El cuerpo reacciona a los cambios de temperatura interviniendo especialmente sobre los mecanismos que regulan la piel. De este modo, ante una subida de temperatura se dilatan los poros y se produce sudor para favorecer la evacuación de calor, mientras que las temperaturas bajas producen la contracción de la piel para evitar la pérdida de calor o el fenómeno de tiritar, que genera calor local. Lo que sucede es que estos mecanismos no son inmediatos, sino que necesitan incluso de días para adaptarse a las nuevas condiciones ambientales. Por este motivo, las subidas o bajadas repentinas de la temperatura son menos soportables que una temperatura extrema prolongada en el tiempo.

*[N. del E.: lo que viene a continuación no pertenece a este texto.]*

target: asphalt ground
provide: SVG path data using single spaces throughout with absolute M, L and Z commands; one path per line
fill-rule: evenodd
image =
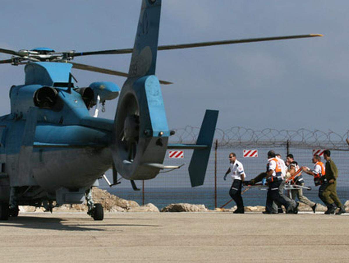
M 20 213 L 0 221 L 0 262 L 348 262 L 348 216 Z

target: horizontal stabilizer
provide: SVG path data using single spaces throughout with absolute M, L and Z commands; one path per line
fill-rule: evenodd
M 206 110 L 196 144 L 200 147 L 189 148 L 194 149 L 188 169 L 192 187 L 203 184 L 218 112 L 218 111 Z M 203 145 L 205 148 L 201 147 Z
M 207 148 L 207 145 L 198 145 L 187 143 L 169 143 L 167 144 L 168 149 L 205 149 Z

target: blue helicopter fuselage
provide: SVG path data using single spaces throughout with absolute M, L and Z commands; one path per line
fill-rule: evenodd
M 29 63 L 25 85 L 11 87 L 11 113 L 0 117 L 0 199 L 8 201 L 10 186 L 53 197 L 88 187 L 111 168 L 114 122 L 90 116 L 83 95 L 67 86 L 71 67 Z

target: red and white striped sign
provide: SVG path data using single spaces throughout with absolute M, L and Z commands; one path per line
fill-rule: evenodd
M 258 157 L 258 151 L 257 150 L 244 150 L 244 158 L 247 157 Z
M 313 155 L 317 154 L 319 156 L 322 156 L 325 151 L 325 149 L 314 149 L 313 150 Z
M 183 158 L 184 157 L 184 154 L 183 151 L 170 151 L 169 157 L 170 158 Z

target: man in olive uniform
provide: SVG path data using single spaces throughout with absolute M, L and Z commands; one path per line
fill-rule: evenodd
M 338 170 L 333 161 L 331 159 L 331 152 L 329 150 L 326 150 L 324 152 L 324 158 L 326 160 L 325 177 L 327 180 L 327 183 L 322 192 L 322 196 L 326 200 L 326 202 L 328 204 L 327 210 L 325 213 L 332 214 L 338 207 L 339 211 L 336 213 L 336 214 L 339 215 L 345 213 L 346 211 L 337 195 L 337 178 L 338 177 Z

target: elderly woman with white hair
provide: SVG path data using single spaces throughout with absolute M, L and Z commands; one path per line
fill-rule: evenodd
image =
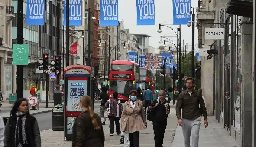
M 165 92 L 161 90 L 159 97 L 153 100 L 149 109 L 153 109 L 153 120 L 152 121 L 155 134 L 155 147 L 162 147 L 165 129 L 167 126 L 167 116 L 170 113 L 170 105 L 165 99 Z

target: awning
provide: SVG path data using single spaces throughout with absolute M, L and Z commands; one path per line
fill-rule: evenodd
M 228 14 L 252 18 L 252 0 L 229 0 L 226 13 Z

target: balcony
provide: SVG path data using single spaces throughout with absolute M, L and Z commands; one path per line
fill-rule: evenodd
M 9 22 L 15 17 L 14 14 L 14 7 L 12 6 L 6 6 L 6 13 L 5 16 L 7 17 L 6 21 Z
M 4 46 L 4 38 L 0 37 L 0 47 Z

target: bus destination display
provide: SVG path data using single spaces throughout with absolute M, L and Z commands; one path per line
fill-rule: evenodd
M 112 78 L 131 78 L 131 75 L 129 74 L 114 74 L 112 75 Z

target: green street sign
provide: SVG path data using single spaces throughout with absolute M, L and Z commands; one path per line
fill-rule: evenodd
M 29 45 L 13 44 L 13 65 L 29 64 Z

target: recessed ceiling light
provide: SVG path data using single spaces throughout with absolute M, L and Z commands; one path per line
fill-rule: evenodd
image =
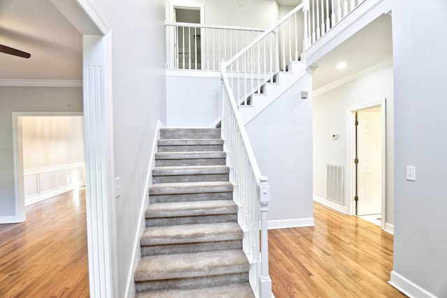
M 346 67 L 348 66 L 348 62 L 346 61 L 342 61 L 342 62 L 339 62 L 338 64 L 337 64 L 337 69 L 343 69 L 343 68 L 346 68 Z

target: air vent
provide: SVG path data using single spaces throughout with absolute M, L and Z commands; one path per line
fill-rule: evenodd
M 343 165 L 327 164 L 327 199 L 344 206 Z

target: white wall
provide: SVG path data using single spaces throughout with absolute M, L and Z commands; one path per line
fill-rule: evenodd
M 429 5 L 430 4 L 430 5 Z M 394 1 L 395 237 L 392 282 L 447 297 L 447 2 Z M 405 179 L 406 165 L 416 181 Z
M 316 70 L 318 71 L 318 70 Z M 326 197 L 326 164 L 344 167 L 345 202 L 351 196 L 351 164 L 346 152 L 351 131 L 348 129 L 348 110 L 386 98 L 387 113 L 387 188 L 386 222 L 393 223 L 393 66 L 389 65 L 346 84 L 314 97 L 314 195 Z M 338 134 L 332 140 L 332 134 Z M 347 206 L 347 205 L 346 205 Z
M 166 75 L 166 125 L 208 127 L 220 119 L 222 83 L 219 72 L 170 71 Z M 201 76 L 209 73 L 210 77 Z
M 85 185 L 82 116 L 19 116 L 17 120 L 25 206 Z
M 83 118 L 22 117 L 23 170 L 84 161 Z
M 246 126 L 272 188 L 269 228 L 314 225 L 311 89 L 306 75 Z M 301 98 L 301 91 L 309 98 Z
M 118 293 L 133 275 L 142 204 L 159 120 L 166 122 L 165 1 L 94 0 L 111 28 Z M 113 245 L 113 244 L 112 244 Z M 133 285 L 133 279 L 130 283 Z M 131 288 L 131 292 L 132 288 Z
M 82 89 L 0 87 L 0 223 L 17 215 L 14 194 L 13 111 L 82 112 Z

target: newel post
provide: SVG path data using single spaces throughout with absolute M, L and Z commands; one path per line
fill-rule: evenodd
M 272 280 L 268 273 L 268 231 L 267 227 L 267 211 L 270 202 L 270 186 L 268 179 L 261 177 L 259 180 L 259 204 L 261 204 L 261 276 L 259 276 L 259 297 L 272 297 Z
M 304 15 L 304 21 L 305 21 L 304 34 L 303 34 L 305 36 L 305 39 L 303 40 L 302 52 L 305 52 L 309 46 L 309 36 L 310 36 L 310 34 L 309 34 L 309 29 L 307 27 L 307 24 L 309 22 L 307 20 L 307 17 L 309 17 L 309 0 L 304 0 L 302 3 L 305 4 L 305 6 L 302 8 L 302 13 Z

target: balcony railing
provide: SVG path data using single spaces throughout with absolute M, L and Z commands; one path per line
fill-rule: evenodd
M 167 23 L 166 68 L 219 70 L 228 60 L 264 31 L 236 26 Z

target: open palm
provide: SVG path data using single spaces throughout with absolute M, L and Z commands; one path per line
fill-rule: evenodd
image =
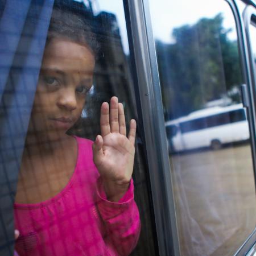
M 123 105 L 113 97 L 110 110 L 107 102 L 101 106 L 100 124 L 101 135 L 97 137 L 93 146 L 94 162 L 107 194 L 123 193 L 133 170 L 136 122 L 131 120 L 127 138 Z

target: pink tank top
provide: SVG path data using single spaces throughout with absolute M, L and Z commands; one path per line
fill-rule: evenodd
M 76 167 L 63 191 L 38 204 L 14 204 L 20 256 L 125 255 L 136 245 L 141 224 L 133 180 L 118 203 L 108 201 L 92 142 L 76 139 Z

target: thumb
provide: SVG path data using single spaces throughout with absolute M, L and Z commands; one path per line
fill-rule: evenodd
M 102 137 L 98 135 L 96 137 L 94 143 L 93 144 L 93 162 L 97 166 L 100 164 L 101 160 L 104 157 L 103 154 L 103 139 Z

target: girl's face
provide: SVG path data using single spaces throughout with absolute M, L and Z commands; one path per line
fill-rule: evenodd
M 86 45 L 53 39 L 46 47 L 29 131 L 65 134 L 80 116 L 92 84 L 94 57 Z

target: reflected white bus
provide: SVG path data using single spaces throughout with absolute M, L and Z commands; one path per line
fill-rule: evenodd
M 249 139 L 245 109 L 242 104 L 195 111 L 166 122 L 169 150 L 181 151 Z

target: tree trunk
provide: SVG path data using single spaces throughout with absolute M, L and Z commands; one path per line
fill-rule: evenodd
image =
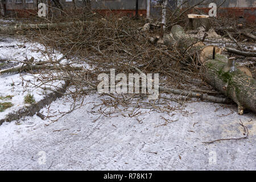
M 175 40 L 183 43 L 180 46 L 187 47 L 193 42 L 179 26 L 174 26 L 171 32 Z M 201 51 L 201 48 L 194 46 L 193 49 Z M 218 54 L 215 59 L 207 59 L 204 61 L 206 81 L 237 103 L 240 114 L 245 109 L 256 113 L 256 80 L 238 69 L 233 59 Z
M 3 0 L 0 0 L 0 11 L 1 14 L 3 16 L 5 16 L 5 7 L 3 3 Z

Pero el factor que más dificulta la adaptación a la temperatura ambiental es el hábito insalubre de intentar anular artificialmente el calor o el frío. Cuando hacemos un uso indiscriminado de la calefacción o la climatización estamos frustrando los esfuerzos de nuestro organismo de adaptarse a las condiciones ambientales. Estos artefactos se deberían emplear exclusivamente para atenuar las variaciones más extremas y no para mantener una temperatura absurda para la época del año.
Lo mismo que el cuerpo se adapta al trabajo por medio del esfuerzo, también se adapta progresivamente al calor o al frío mediante su exposición comedida. Si mantenemos los hogares a temperaturas próximas al ambiente exterior, la transición será sencilla y soportable, pero si la diferencia es abismal, el choque puede ser insufrible.